Dziś ekspresowo i w małym skrócie - krótki przegląd wiadomości pt. "Co powstało jak mnie nie było widać na blogu" ;)
Choinkowo-prezentowa broszka z turkusem dla wyjątkowej osoby:
Komplet na zamówienie weselne...
...do którego później powstała bransoletka:
Zrobiłam też kolczyki do broszki Vintage Rose, których niestety nie "obfociłam" przed wysłaniem i jest tylko jeden...

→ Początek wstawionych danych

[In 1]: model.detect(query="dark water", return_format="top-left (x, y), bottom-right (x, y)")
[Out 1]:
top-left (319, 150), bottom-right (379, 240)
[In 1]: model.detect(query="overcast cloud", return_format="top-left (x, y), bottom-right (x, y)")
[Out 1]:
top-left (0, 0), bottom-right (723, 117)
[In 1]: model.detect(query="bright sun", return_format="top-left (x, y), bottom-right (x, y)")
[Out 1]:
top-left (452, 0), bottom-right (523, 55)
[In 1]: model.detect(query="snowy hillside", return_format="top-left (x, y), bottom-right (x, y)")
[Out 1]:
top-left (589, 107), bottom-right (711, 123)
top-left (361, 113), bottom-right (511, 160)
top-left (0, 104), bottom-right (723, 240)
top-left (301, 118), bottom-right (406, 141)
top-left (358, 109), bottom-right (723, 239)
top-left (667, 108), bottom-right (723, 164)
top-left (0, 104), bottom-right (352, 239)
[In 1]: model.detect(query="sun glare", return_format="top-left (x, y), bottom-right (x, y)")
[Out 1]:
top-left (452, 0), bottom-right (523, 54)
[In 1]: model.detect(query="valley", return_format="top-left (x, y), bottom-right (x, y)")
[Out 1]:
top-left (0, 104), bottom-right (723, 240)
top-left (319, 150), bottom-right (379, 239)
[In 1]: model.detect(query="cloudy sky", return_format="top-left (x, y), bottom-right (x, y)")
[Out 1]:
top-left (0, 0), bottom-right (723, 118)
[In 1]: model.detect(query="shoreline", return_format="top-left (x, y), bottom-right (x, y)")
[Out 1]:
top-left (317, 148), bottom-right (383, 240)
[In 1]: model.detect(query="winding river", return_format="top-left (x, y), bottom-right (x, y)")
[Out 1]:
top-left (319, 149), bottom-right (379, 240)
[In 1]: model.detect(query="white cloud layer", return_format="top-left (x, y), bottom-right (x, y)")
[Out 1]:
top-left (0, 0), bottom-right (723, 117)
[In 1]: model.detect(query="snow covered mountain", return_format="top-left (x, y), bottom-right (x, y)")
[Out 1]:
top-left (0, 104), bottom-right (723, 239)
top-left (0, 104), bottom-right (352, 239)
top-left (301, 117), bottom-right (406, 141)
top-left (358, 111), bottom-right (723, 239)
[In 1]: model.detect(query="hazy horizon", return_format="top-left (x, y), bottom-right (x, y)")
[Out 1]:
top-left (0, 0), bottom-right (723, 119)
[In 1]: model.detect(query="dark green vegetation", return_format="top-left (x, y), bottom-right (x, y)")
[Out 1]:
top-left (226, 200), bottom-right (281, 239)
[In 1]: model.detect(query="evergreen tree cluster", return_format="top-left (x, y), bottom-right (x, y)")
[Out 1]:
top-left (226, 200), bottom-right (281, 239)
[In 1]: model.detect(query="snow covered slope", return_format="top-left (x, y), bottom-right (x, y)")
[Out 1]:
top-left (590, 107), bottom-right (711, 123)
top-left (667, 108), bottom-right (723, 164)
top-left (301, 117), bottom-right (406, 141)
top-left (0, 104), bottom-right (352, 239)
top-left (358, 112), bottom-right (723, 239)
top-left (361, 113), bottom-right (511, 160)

...aczkolwiek właścicielka i tak jeden już zdążyła zgubić i jak tylko dotrą do mnie zamówione rivolki - będę je robić od nowa ;)
Miłośniczka broszek zamówiła także broszkę pod te kolczyki:
a oto ona:
Natomiast Pani, która lubuje się w bransoletkach, zamówiła jakiś czas temu "łańcuchowiec" we fioletach i szarościach, do którego powstały spontaniczne kolczyki-jajeczka:
Do obfotografowania jeszcze kilka pozycji zamówieniowych, więc jak tylko będzie chwilka - wrzucę na bloga :D
Na koniec ciekawostka znaleziona w necie, czyli tekst który przypadł mi do gustu ;)

Szkoda, że doba taka krótka... pozdrawiam serdecznie zaglądających!